The Approach: New Systems for New Algorithms

Flapping Airplanes' approach centers on building systems that enable these more data-efficient algorithms. They explained that while current frameworks like PyTorch are excellent at synthesizing single-threaded programming models and expressing parallel operations, they struggle to efficiently capture the nuances of more data-efficient algorithms. The Spectors showed a diagram illustrating how current frameworks map well to existing GPU capabilities, but there's a gap for novel, more data-efficient computations.

"We design data-efficient algorithms (we won't talk about these)," Asher Spector stated, noting that these are proprietary. "We build systems to enable these (we will talk about this)." Their focus is on creating new primitives for interacting with hardware, allowing developers to express and execute algorithms that are currently difficult or impossible to implement efficiently with existing tools.

They referenced historical advancements like DistBelief, Transformers, and FlashAttention as examples of how new primitives for hardware interaction have led to significant algorithmic breakthroughs. Their work aims to continue this trend by developing systems that can fully exploit the capabilities of modern hardware, particularly GPUs, in novel ways.

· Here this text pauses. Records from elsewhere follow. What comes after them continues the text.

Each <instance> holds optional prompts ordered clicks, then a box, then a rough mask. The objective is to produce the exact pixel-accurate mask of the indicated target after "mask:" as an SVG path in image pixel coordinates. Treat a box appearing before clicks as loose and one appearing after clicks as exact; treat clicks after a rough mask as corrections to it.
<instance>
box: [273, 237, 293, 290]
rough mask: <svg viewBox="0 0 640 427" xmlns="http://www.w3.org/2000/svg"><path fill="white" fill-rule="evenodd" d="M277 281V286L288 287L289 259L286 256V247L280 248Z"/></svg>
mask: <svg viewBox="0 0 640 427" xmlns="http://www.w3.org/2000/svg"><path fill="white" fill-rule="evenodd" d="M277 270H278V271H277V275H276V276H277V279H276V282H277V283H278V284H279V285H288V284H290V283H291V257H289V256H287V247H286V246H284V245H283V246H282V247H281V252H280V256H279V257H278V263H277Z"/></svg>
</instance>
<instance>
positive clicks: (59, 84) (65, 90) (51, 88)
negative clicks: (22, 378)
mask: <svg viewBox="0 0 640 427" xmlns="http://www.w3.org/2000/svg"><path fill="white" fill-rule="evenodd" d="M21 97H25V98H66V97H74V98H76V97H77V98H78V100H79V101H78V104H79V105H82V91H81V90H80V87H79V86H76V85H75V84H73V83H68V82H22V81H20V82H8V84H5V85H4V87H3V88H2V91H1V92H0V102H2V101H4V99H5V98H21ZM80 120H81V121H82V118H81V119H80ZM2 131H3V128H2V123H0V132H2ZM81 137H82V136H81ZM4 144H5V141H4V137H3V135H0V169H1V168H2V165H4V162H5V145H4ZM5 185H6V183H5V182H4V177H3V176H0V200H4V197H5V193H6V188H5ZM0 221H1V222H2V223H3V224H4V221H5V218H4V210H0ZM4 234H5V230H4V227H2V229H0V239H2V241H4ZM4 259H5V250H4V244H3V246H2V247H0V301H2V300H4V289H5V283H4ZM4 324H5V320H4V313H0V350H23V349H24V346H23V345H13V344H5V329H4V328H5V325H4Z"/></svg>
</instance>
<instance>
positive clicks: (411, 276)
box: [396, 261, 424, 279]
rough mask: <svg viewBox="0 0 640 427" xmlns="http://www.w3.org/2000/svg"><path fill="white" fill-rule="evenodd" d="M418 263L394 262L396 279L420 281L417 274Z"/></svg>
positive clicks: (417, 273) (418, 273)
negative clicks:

As a sneak peek, they showcased a visualization of their internal virtual machine, which allows them to efficiently manage and utilize GPU resources for their specialized workloads. This internal tooling is designed to support the development of their data-efficient algorithms, enabling them to "do weird stuff" with GPUs that is not typically possible with standard frameworks.

The Spectors concluded by emphasizing that their team comprises individuals with diverse and creative backgrounds, including a Clash of Clans world champion, a current high school student, an IMO perfect score, and 1T model enjoyers. They invited anyone who finds this mission exciting to connect with them, highlighting that they are looking for creative individuals who can help drive the next wave of AI innovation.